- How to Boost Flavor
Since the intense heat of the grill brings out food's natural flavors, there's no need to cook with a lot of calorie- and fat-laden oil or butter. Instead, use lower-calorie spice- or citrus-based marinades, sauces, and rubs to add flavor. If some fat is necessary to prevent things from sticking, keep your marinades heart-healthy by choosing monounsaturated oils such as olive.
- Caution About High Heat
Using high-heat methods, such as grilling and broiling, to cook meat to a char has been found to increase the risks for certain cancers. One culprit is the smoke and flare-ups formed by dripping fat, which deposit carcinogenic substances on the food.

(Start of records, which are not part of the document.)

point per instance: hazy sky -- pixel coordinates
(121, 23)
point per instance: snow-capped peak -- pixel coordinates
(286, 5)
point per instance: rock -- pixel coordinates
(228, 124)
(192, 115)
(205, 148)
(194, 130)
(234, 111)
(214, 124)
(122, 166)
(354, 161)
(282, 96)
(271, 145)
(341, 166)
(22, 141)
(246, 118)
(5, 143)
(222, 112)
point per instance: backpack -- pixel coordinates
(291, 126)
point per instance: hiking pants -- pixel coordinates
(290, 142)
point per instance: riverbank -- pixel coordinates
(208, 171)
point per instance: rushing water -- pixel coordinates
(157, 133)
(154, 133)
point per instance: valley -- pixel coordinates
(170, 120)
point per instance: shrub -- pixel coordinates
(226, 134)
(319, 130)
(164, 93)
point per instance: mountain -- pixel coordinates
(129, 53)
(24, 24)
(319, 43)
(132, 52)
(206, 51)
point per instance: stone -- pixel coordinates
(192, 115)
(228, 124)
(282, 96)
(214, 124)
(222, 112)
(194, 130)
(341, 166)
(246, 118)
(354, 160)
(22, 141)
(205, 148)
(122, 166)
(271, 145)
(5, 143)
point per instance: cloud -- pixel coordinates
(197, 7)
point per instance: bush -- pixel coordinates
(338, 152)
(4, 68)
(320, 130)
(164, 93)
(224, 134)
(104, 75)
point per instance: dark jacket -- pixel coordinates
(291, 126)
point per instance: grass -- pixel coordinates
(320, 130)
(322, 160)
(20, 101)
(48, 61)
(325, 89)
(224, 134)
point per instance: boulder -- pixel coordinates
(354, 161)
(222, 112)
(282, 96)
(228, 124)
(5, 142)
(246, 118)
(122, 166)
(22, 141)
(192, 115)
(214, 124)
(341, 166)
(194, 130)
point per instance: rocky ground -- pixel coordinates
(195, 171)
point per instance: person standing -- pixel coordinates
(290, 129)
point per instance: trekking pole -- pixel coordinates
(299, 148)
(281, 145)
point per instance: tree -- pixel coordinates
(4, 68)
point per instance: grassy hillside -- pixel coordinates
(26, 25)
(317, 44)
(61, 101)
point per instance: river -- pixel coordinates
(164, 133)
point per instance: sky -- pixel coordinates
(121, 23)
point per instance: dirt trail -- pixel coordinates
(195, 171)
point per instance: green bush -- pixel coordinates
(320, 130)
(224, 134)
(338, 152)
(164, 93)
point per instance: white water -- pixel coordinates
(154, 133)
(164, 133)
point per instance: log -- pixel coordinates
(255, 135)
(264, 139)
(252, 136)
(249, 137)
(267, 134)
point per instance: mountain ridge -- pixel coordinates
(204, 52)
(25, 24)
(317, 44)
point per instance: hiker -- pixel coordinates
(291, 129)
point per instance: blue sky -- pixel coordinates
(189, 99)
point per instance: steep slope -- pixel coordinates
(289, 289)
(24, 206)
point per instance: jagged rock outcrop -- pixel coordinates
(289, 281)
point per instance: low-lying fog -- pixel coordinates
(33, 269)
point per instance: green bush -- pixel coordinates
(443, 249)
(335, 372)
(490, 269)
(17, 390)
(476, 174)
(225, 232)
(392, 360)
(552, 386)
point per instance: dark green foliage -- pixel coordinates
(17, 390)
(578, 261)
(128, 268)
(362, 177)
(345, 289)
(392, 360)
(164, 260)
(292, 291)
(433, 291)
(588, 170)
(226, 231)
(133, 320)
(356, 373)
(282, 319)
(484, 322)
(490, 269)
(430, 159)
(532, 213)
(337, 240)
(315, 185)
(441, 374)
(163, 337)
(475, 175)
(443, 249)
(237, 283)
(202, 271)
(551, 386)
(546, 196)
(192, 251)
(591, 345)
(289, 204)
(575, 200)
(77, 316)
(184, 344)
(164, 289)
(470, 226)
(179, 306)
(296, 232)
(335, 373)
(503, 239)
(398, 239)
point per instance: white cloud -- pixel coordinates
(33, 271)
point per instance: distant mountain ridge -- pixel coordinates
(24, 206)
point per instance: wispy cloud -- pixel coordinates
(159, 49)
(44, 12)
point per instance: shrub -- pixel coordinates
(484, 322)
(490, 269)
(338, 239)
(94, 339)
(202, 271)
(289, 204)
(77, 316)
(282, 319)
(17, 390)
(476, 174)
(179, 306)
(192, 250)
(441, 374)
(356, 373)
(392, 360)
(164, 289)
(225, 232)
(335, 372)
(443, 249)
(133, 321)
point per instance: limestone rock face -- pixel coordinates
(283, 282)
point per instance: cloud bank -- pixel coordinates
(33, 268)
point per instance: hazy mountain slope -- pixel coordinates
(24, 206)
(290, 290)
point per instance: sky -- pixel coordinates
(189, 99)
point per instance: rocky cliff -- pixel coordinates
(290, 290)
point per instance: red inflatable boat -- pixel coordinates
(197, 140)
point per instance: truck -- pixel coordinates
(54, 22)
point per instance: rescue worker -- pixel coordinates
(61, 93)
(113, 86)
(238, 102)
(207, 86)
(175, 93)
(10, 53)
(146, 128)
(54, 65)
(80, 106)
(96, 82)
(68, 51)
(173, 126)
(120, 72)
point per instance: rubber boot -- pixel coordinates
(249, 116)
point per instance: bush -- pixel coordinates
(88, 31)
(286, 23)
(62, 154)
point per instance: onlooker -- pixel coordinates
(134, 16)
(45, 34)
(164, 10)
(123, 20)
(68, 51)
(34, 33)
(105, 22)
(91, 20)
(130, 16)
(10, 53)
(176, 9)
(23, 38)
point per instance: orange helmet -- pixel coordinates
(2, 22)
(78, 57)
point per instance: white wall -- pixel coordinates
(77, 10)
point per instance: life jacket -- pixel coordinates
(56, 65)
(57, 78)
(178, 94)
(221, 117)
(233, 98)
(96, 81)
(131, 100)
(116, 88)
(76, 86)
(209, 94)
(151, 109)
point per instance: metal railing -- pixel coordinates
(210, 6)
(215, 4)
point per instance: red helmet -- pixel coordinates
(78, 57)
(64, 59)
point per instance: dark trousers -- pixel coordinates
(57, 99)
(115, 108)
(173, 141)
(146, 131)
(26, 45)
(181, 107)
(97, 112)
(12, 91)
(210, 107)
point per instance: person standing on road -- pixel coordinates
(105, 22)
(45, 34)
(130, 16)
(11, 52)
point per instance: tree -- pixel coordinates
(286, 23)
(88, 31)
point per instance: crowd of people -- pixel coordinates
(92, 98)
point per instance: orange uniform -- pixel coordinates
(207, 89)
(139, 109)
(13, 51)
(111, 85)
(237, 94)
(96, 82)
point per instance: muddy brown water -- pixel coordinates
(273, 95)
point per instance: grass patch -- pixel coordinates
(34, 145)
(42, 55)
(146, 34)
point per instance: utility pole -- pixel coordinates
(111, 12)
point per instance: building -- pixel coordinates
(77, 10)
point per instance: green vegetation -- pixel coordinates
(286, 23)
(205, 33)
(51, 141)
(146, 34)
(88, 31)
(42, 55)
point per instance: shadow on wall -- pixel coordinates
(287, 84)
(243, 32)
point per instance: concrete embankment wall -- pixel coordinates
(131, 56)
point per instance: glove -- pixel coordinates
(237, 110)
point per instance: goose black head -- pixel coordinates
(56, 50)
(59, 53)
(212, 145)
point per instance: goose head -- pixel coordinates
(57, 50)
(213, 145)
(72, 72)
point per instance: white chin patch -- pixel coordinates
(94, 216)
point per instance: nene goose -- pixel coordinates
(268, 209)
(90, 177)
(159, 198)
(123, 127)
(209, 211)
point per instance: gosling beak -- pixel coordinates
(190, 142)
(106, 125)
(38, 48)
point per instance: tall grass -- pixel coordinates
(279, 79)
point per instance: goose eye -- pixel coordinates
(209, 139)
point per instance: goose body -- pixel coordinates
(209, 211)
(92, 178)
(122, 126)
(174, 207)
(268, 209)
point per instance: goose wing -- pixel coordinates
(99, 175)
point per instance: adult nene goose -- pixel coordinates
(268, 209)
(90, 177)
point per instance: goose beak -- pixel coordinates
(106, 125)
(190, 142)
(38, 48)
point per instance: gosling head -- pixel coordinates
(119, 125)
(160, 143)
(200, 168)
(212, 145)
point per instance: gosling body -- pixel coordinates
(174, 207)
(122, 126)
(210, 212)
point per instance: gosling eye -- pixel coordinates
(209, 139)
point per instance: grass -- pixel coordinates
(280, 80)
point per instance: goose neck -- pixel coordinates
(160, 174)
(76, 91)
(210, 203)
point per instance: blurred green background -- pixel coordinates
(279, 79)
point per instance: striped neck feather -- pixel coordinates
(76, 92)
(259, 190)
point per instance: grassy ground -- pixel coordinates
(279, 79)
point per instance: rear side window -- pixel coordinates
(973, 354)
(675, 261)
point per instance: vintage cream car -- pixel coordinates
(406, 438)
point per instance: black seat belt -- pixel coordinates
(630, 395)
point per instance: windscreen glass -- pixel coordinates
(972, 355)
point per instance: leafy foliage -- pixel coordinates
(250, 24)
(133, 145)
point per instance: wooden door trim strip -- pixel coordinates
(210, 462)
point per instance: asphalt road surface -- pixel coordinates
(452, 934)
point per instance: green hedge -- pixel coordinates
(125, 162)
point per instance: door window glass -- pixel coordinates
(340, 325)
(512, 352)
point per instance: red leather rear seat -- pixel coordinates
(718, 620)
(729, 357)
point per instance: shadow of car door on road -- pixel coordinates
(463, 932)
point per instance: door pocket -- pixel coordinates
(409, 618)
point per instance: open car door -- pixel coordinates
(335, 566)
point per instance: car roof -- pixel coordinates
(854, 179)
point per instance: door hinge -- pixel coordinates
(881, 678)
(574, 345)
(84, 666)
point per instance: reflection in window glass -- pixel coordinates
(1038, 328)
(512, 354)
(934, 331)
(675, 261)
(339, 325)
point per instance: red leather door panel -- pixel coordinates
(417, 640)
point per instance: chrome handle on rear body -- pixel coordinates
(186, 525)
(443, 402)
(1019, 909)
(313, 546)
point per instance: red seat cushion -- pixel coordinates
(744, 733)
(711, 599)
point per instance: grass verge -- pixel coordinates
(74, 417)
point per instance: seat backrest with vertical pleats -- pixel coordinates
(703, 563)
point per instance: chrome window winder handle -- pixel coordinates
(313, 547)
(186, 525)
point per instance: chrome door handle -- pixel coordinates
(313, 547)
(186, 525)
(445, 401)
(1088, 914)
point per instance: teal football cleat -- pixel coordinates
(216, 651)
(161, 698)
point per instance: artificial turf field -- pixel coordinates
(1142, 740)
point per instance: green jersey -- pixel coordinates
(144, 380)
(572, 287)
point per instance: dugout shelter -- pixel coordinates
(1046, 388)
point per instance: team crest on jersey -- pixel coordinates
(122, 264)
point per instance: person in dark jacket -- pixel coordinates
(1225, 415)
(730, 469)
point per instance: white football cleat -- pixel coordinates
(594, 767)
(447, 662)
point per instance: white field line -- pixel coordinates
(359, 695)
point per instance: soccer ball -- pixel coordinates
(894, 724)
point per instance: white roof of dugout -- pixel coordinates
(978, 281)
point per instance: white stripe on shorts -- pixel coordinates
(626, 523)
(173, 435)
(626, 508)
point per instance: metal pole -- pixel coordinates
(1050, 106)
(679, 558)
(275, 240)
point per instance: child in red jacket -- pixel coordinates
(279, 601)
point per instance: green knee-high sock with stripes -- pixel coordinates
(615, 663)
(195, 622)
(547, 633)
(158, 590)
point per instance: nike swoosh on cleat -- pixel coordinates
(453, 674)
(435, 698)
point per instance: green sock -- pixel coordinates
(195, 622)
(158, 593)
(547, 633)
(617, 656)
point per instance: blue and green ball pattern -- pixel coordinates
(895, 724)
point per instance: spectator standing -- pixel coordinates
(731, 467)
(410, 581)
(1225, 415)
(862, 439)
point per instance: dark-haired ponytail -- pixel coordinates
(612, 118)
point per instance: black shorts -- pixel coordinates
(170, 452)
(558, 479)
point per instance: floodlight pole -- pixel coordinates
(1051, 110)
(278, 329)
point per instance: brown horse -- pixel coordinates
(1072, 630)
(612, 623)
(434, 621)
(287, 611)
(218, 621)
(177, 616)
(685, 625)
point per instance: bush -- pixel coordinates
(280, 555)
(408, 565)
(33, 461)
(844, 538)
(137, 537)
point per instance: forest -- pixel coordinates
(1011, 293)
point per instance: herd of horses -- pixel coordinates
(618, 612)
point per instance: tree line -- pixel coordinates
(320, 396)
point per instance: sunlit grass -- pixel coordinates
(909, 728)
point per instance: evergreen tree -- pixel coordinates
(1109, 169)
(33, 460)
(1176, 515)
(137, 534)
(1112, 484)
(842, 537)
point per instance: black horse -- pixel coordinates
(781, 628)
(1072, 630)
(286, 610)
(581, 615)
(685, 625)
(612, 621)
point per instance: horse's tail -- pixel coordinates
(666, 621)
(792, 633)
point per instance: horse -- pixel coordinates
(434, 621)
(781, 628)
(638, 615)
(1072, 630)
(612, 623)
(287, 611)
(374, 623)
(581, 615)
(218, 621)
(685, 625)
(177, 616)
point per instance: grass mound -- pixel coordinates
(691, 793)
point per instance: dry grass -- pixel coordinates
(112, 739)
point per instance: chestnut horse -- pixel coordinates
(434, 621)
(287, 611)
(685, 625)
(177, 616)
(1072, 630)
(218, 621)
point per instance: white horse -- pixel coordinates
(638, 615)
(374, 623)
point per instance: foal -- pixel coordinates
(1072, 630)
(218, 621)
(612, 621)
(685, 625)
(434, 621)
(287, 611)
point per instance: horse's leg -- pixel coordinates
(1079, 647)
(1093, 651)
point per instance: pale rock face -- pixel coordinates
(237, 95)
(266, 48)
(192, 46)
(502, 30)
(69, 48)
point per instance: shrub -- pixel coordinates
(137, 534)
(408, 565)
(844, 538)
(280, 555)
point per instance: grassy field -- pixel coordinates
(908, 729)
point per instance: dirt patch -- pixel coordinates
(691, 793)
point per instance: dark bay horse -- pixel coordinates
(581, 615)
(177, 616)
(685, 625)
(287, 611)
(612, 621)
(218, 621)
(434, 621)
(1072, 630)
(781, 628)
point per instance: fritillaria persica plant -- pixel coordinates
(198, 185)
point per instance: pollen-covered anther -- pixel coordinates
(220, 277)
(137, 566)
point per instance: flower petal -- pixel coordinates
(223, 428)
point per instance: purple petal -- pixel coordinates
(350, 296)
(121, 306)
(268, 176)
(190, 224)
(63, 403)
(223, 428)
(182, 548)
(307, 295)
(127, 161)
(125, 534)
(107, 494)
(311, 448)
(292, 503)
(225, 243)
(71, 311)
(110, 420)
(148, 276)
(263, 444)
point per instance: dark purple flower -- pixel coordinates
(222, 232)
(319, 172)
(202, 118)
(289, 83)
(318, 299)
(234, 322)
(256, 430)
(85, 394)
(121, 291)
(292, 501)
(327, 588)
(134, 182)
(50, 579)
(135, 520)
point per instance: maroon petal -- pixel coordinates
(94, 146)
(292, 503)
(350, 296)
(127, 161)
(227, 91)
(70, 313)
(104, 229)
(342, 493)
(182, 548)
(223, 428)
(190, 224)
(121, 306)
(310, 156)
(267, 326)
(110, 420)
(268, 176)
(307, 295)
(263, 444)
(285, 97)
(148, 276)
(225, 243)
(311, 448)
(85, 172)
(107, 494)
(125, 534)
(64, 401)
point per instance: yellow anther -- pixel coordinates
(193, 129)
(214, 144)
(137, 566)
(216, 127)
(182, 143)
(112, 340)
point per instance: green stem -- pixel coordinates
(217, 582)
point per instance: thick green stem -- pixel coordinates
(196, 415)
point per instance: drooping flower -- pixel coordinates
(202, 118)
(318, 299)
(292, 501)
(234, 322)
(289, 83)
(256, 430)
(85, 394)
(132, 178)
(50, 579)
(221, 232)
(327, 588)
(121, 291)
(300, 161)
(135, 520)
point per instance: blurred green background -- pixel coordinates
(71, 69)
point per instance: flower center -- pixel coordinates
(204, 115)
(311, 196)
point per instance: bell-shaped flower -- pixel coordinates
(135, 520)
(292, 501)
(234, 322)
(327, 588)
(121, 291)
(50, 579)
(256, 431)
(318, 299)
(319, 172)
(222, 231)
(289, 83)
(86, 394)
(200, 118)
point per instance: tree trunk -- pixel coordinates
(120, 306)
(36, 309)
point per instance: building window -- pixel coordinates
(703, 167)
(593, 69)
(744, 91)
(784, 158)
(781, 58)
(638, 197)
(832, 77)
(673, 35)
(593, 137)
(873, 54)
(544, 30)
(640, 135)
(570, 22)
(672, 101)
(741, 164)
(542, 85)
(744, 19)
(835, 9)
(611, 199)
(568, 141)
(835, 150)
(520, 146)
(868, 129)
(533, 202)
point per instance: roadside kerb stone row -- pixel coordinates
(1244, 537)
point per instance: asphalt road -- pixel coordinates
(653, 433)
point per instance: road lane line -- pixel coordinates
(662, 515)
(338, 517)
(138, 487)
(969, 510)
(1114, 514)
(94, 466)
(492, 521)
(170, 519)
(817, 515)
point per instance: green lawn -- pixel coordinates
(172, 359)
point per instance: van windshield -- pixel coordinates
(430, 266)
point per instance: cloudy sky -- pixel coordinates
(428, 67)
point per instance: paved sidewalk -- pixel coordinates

Never fear, though—there are easy ways to avoid these risks when cooking out. Trim as much fat as possible from your meats and ban "well-done" from your grilling vocabulary. Studies have shown, too, that marinades help reduce carcinogen formation on grilled meats.
- Utilize Heat Zones
Remember, the grill doesn't just have one temperature—scorching. By arranging and banking the coals (or turning on one gas flame area and not another), you can create different heat zones: cooler for cooking tender veggies and hotter for searing steaks. See our Grilling and Barbecue section for more about how to cook on the barbie.
- Reviving Old Standards
Craving a classic? Many cookout favorites are inherently healthy: Think marinated boneless, skinless chicken breasts; sturdy fish steaks or fillets that have been brushed with olive oil and seared; lean beef, bison, and turkey burgers; and simple grilled corn with a squeeze of lime.